About the Host Institution: Worcester Polytechnic Institute

Founded in 1865 in Worcester, Massachusetts, WPI is one of the nation’s first engineering and technology universities. Its 14 academic departments offer more than 50 undergraduate and graduate degree programs in science, engineering, technology, business, the social sciences, and the humanities and arts, leading to bachelor’s, master’s and doctoral degrees. WPI’s talented faculty work with students on interdisciplinary research that seeks solutions to important and socially relevant problems in fields as diverse as the life sciences, bioengineering, energy, information security, materials processing, and robotics. Students also have the opportunity to make a difference to communities and organizations around the world through the university’s innovative Global Project Program. There are more than 40 WPI project centers throughout North America and Central America, Africa, Australia, Asia, and Europe.

Regional Symposia

Water Innovation in Massachusetts
Worcester Polytechnic Institute, September 18, 2017
Water Innovation Workshop
Worcester Polytechnic Institute, October 24, 2016
Worcester Polytechnic Institute Convenes 200 at Water Innovation Workshop

Worcester Polytechnic Institute Convenes 200 at Water Innovation Workshop

On October 24, Worcester Polytechnic Institute (WPI) hosted thought leaders from academia, industry, and the government for a day-long workshop focused on issues of water supply abundance, access, and safety. This innovative workshop, sponsored by the National Science Foundation, featured over 200 registrants and was conducted in partnership with SENCER, the New England Water Innovation Network, and the Campus Compact organizations from Massachusetts, Maine, Connecticut, New Hampshire, and Rhode Island. Also in attendance were the U.S. Water Partnership, the UMass Water Resources Research Center, and the United States Geological Survey. Karen Kashmanian Oates, co-founder of SENCER and NCSCE, hosted the event and was joined in leading the program by Robert Sanford and Winnie Yu, both co-directors of the New England SENCER Center for Innovation.

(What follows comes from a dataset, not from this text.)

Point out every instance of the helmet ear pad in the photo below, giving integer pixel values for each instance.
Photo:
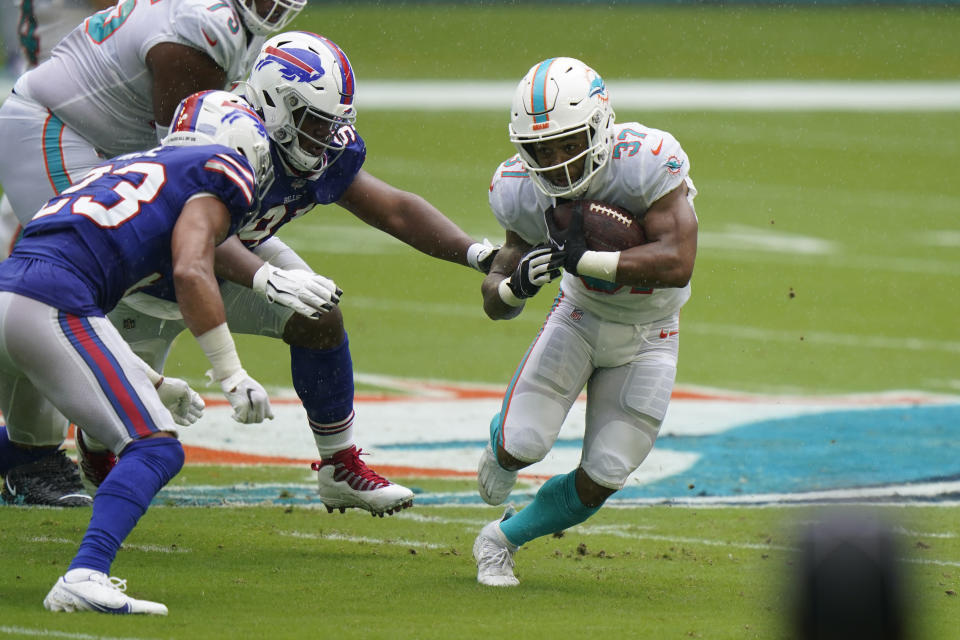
(560, 97)
(300, 79)
(220, 117)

Dr. Winston Soboyejo, Dean of Engineering at WPI, provided a powerful opening to the workshop when he delivered his keynote entitled “Water Innovation for Global Development” in which he presented point-of-use water filters for developing countries as a lens to view sustainable solutions for water safety. Experts from the academic, industry, and government sectors then facilitated concurrent panel sessions, which focused on the role of water innovation clusters, the role of academic research and education, and international and domestic commerce opportunities. Breakout sessions, led by innovators from the water sector, addressed market driven needs and solutions for municipal wastewater, storm water, infrastructure and data analysis, drinking water contaminants, industrial water needs across food and energy, and water sustainability management. A lunchtime “fireside chat” featured Watts Water Technologies and the U.S. Environmental Protection Agency and yielded thought-provoking dialogue on water innovation and the role of industry and government with leadership. The role of academia and civically-minded organizations was further explored through an afternoon program facilitated by SENCER on how to engage universities in water innovation. The workshop concluded with a poster session that featured research by 17 undergraduate and graduate students from St. Joseph’s University, Northeastern University, Southern Connecticut State University, UMASS, University of Southern Maine, and WPI, and a networking dinner reception that featured closing remarks and poster awards.
2015 SENCER Summer Institute
Worcester Polytechnic Institute, July 30 - August 3, 2015
The 2015 SENCER Summer Institute was hosted by Worcester Polytechnic Institute from July 30th – August 3, 2015.Alden Hall WPI

2015 marked the 15th SENCER Summer Institute and the 15th anniversary of SENCER, an occasion which gave us the opportunity to collectively reflect on where SENCER has been and on the direction of SENCER going forward.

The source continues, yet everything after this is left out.